Winchell came forward and patted the thing on its head. “I assume you’ve come about the girl found in my warehouse. Unfortunate business, that.”

“Very unfortunate for Molly MacArthur.”

“Who? Oh, yes. The victim, I suppose. Sad, but really it has nothing to do with me. I haven’t used that building in nearly a year. I thought to dabble in cotton, but it never caught on as I thought it might, and with the supply chain problems, the business turned out to be more trouble than it was worth.”
 

“I can verify that.”

Winchell waved a hand in the air, a carefree gesture. “Verify away. It’s no concern of mine. Except, perhaps, for the waste of my taxes, but I’ve a clever accountant. I never pay more than I can miss. I only kept the building because it’s big enough to house a small dirigible if I knock out a few walls. I’ve been meaning to build my own. I’m sure I can improve upon the design.”

“You were a student of Blackpoole.”

“I would say more a colleague, but have it your way. A great man, Blackpoole.”

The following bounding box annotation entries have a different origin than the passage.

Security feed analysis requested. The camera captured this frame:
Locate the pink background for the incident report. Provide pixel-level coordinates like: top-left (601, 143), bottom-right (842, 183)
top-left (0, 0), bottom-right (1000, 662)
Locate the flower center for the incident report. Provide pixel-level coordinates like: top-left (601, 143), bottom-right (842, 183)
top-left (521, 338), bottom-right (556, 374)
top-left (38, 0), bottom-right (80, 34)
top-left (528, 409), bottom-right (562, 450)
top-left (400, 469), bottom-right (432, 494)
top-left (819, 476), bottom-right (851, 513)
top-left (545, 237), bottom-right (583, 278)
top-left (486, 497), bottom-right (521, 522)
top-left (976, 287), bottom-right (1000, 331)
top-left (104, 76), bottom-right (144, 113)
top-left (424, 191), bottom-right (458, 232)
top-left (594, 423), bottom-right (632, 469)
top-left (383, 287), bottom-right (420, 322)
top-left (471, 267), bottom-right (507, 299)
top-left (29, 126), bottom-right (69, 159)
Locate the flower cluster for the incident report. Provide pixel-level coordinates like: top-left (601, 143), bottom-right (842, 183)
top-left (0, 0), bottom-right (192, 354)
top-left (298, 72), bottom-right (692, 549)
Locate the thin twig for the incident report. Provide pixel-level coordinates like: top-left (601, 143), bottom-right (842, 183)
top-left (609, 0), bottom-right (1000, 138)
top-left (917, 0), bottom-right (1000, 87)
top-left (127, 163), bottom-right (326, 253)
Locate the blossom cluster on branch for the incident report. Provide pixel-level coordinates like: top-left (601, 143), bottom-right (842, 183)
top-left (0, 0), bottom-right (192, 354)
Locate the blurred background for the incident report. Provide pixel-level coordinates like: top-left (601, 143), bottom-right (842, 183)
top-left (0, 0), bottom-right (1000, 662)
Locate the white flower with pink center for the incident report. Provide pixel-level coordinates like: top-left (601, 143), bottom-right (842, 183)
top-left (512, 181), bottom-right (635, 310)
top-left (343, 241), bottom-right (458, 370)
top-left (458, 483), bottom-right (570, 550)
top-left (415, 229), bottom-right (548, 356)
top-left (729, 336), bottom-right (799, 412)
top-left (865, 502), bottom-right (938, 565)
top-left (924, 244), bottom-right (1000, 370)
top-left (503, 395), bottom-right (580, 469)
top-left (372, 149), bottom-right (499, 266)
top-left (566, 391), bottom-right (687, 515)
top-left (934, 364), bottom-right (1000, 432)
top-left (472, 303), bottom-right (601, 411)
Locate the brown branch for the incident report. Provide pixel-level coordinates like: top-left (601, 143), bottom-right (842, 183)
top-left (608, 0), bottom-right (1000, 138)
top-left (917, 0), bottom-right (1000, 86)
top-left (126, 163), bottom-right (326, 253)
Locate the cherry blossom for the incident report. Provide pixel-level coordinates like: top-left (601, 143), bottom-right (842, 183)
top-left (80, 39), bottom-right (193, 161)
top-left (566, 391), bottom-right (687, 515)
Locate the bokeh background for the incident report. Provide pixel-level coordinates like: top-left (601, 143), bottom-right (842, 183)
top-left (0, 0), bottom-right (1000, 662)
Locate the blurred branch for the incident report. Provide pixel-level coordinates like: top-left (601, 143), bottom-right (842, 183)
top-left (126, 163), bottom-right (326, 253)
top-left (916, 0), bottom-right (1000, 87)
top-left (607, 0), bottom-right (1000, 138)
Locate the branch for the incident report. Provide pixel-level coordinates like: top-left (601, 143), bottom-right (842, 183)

Royston inhaled sharply. Surely he hadn’t heard right? But the words had been clear. “He brutally murdered twelve innocent girls.”

“True. Quite a shame that such a brilliant career should be so marred by that regrettable streak of madness. It is his work I speak of, of course. Without parallel. And his dedication to protecting us all from the fanged menace. I daresay he did more good than harm.”

Royston opened his mouth, then closed it again, unable to think of what to say to such an assertion.

“Ah, I see you don’t agree,” Winchell said. “But then, you are an uneducated man, with a common man’s sensibilities. You cannot appreciate the scientific mind.”

“Be that as it may, I will ask that you verify your whereabouts on certain nights.”

Winchell let out an aggrieved sigh. “If you must. You may apply to my secretary for my calendar. I never keep track of such mundane details.”

“Be sure that I will.” Royston turned to leave.

“Oh, and inspector? A hint,” Winchell called after him.

Royston stopped and looked back.

“If you are truly looking for someone who shared Blackpoole’s more. . .recreational interests, you may want to have a chat with Alexander Downey. Blackpoole’s last apprentice. He and Blackpoole shared a mutual appreciation for the art of Sickert.”